LA LENGUA Y LITERATURA EN LA ENSEÑANZA

La lengua junto con las matemáticas, áreas troncales de la enseñanza, son fundamentales en los primeros tres años de vida. Si, a partir de esta edad, el lenguaje no está lo suficientemente desarrollado, el  niño se convierte en un firme candidato a tener problemas de aprendizaje en el colegio.

En la etapa infantil, de los tres a los cinco años, va adquiriendo una gran riqueza de vocabulario. Cada vez se siente más capacitado para formar frases complejas y exige respuestas a los múltiples interrogantes que se le plantean. Tras esta evolución en la  expresión oral, se necesita estimular el recitado de poesías, adivinanzas y trabalenguas a la par que se ejercita en la psicomotricidad fina.

Durante la primaria, el alumno experimenta un gran salto cuantitativo y cualitativo en su evolución lingüística. Se abre al mundo exterior, se interesa por cuanto lo rodea, sus iguales ocupan su principal interés y los padres pasan a un segundo plano. Interacciona y va dominando los tiempos verbales, las estructuras variadas y la lectoescritura.

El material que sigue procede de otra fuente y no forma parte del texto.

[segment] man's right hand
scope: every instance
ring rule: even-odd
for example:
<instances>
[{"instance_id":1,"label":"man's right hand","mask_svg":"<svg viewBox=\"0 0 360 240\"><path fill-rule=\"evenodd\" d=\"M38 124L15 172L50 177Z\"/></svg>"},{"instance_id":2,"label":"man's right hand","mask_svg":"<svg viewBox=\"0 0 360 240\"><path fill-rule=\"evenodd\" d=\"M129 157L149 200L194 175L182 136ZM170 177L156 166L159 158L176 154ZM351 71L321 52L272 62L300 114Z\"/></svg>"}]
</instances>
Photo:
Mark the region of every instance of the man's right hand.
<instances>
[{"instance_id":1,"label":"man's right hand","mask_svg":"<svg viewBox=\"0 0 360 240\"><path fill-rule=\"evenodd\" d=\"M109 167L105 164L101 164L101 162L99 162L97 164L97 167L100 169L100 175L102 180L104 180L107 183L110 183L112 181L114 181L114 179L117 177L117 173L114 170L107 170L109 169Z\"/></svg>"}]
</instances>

Conviene que interiorice una serie de valores como el esfuerzo, el trabajo, la responsabilidad, el respeto, la puntualidad, el orden, el gusto por lo bien hecho, el saber estar…, que le faciliten herramientas para hacer frente a las etapas que lo esperan en el futuro. Por ello, la misión primordial de las familias y los maestros debe incidir en proporcionarle estrategias que le allanen su porvenir y lo ayuden a crear una sociedad próspera y saludable.

Nunca, como hoy, ha existido tal cantidad y variedad de textos y libros de todo tipo para todas las edades. Sin embargo, también es cierto que nunca se ha tenido el auge tecnológico que hay ahora. Crear en el niño hábitos lectores ha resultado siempre una tarea difícil; aunque, en la actualidad, quizás lo sea más. Cuesta bastante ponerse a leer rodeado de medios audiovisuales. Ese es nuestro reto: conseguir el gusto por la lectura a tempranas edades, con el fin de que adquieran las distintas competencias.

En definitiva, la lectura, como parte esencial de la lengua, redunda, por un lado, en la madurez de los escolares; por otro, aumenta su capacidad de comprender y resolver situaciones de toda índole. Ya decía Cervantes, en boca de D. Quijote, que el que lee mucho y anda mucho, ve mucho y sabe mucho.

Alfredo Granados, maestro de Primaria.